Hope Radio Davao (DXMA)
- Davao City; Philippines;
- Broadcast area: Metro Davao and surrounding areas
- Frequency: 104.3 MHz
- Branding: Hope Radio

Programming
- Languages: English, Cebuano, Filipino
- Format: Religious Radio (Seventh-day Adventist Church)
- Network: Hope Radio

Ownership
- Owner: Adventist Media; (Digital Broadcasting Corporation);

History
- First air date: 1995
- Former names: Magik FM (1995-2005) The Edge Radio (2005-2015)

Technical information
- Licensing authority: NTC
- Power: 10,000 watts
- Repeater: Matanao: DXHD 107.1 MHz

Links
- Website: adventistmedia.ph/home/hope-radio

= DXMA =

DXMA (104.3 FM), broadcasting as Hope Radio 104.3, is a radio station owned and operated by Adventist Media, the media arm of the Seventh-day Adventist Church. The station's studio is located at #5 Palm Dr., Brgy. Buhangin Proper (Bajada), Davao City and its transmitter is located at Shrine Hills, Matina, Davao City.

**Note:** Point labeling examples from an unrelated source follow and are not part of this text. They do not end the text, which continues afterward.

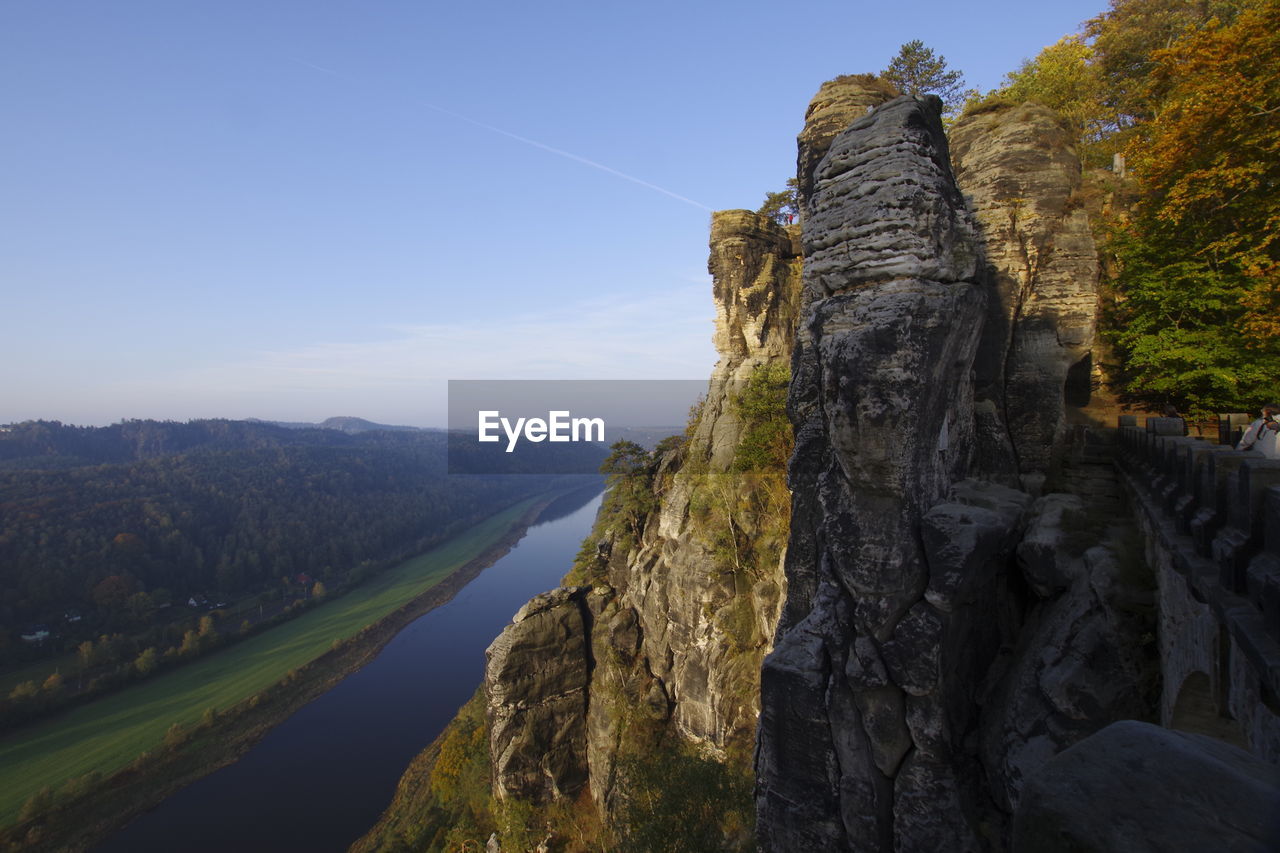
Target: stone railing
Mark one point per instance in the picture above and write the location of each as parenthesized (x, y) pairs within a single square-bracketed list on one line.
[(1211, 515)]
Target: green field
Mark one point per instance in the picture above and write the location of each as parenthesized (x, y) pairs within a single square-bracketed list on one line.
[(108, 734)]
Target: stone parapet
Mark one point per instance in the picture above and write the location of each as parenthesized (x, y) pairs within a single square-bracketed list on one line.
[(1211, 519)]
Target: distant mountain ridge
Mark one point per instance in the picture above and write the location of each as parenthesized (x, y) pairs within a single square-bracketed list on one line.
[(343, 424), (53, 445)]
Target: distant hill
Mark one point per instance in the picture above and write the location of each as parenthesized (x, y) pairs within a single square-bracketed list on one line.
[(348, 424)]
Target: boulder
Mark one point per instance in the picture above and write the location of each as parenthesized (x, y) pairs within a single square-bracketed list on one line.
[(1143, 789)]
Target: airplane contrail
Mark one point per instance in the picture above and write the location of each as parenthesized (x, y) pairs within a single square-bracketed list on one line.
[(567, 155)]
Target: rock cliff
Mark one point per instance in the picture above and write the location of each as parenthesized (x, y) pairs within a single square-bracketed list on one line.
[(924, 644), (1022, 179), (671, 630), (949, 597)]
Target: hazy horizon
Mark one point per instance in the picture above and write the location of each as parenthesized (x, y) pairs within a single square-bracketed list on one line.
[(286, 211)]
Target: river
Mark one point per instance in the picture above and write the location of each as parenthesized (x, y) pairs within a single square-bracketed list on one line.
[(319, 780)]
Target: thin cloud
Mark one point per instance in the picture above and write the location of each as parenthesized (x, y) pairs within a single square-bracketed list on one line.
[(525, 140)]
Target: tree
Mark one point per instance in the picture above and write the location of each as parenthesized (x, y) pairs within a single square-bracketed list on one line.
[(780, 205), (629, 475), (1198, 290), (146, 662), (1064, 77), (918, 71)]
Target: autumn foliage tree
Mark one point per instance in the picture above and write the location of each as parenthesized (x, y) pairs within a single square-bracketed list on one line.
[(1198, 313)]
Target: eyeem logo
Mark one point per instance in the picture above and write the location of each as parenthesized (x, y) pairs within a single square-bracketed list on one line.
[(538, 425), (558, 427)]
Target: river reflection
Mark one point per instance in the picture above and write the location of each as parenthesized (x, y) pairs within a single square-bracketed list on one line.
[(319, 780)]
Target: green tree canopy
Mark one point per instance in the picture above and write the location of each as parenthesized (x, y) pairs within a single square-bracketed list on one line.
[(918, 71), (778, 205)]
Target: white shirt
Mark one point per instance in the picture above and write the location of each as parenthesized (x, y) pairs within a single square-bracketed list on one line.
[(1265, 441)]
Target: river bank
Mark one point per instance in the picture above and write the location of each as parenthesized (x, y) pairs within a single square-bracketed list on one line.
[(91, 808)]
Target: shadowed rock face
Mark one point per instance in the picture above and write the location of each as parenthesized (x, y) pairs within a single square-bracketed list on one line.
[(1141, 788), (1022, 178), (885, 634), (577, 666), (536, 675)]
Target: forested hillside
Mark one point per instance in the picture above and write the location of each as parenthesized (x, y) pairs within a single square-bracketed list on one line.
[(117, 524), (1188, 94)]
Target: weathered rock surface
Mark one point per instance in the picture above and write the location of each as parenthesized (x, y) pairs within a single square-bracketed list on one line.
[(837, 103), (1144, 789), (755, 281), (672, 637), (869, 693), (1078, 665), (1022, 178), (536, 674)]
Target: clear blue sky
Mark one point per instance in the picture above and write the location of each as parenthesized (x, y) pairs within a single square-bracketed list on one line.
[(295, 209)]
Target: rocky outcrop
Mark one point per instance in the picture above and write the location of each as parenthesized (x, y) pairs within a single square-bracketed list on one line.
[(836, 105), (536, 676), (672, 633), (1141, 788), (869, 694), (755, 282), (941, 637), (1022, 178)]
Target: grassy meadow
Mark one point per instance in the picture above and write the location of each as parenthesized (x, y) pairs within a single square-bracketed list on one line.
[(108, 734)]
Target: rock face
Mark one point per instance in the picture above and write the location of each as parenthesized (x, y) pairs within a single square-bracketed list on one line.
[(1193, 793), (883, 639), (755, 281), (929, 656), (536, 675), (1022, 178), (671, 635), (837, 103)]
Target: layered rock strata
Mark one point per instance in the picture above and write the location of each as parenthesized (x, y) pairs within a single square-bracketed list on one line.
[(882, 639), (672, 635), (1022, 178), (905, 699)]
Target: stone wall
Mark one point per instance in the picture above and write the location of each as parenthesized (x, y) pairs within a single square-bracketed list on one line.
[(1211, 521)]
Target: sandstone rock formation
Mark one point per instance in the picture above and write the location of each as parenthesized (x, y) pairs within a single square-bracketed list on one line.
[(1022, 178), (1144, 789), (868, 694), (837, 103), (536, 675)]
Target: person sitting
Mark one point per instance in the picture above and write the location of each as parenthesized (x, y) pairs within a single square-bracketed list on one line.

The station was formerly owned by Century Broadcasting Network and was one of its few stations under The Edge Radio network of the United Christian Broadcasters from its inception in 2005 until December 31, 2015. The following year, the station was acquired by Adventist Media and became part of the Hope Radio network.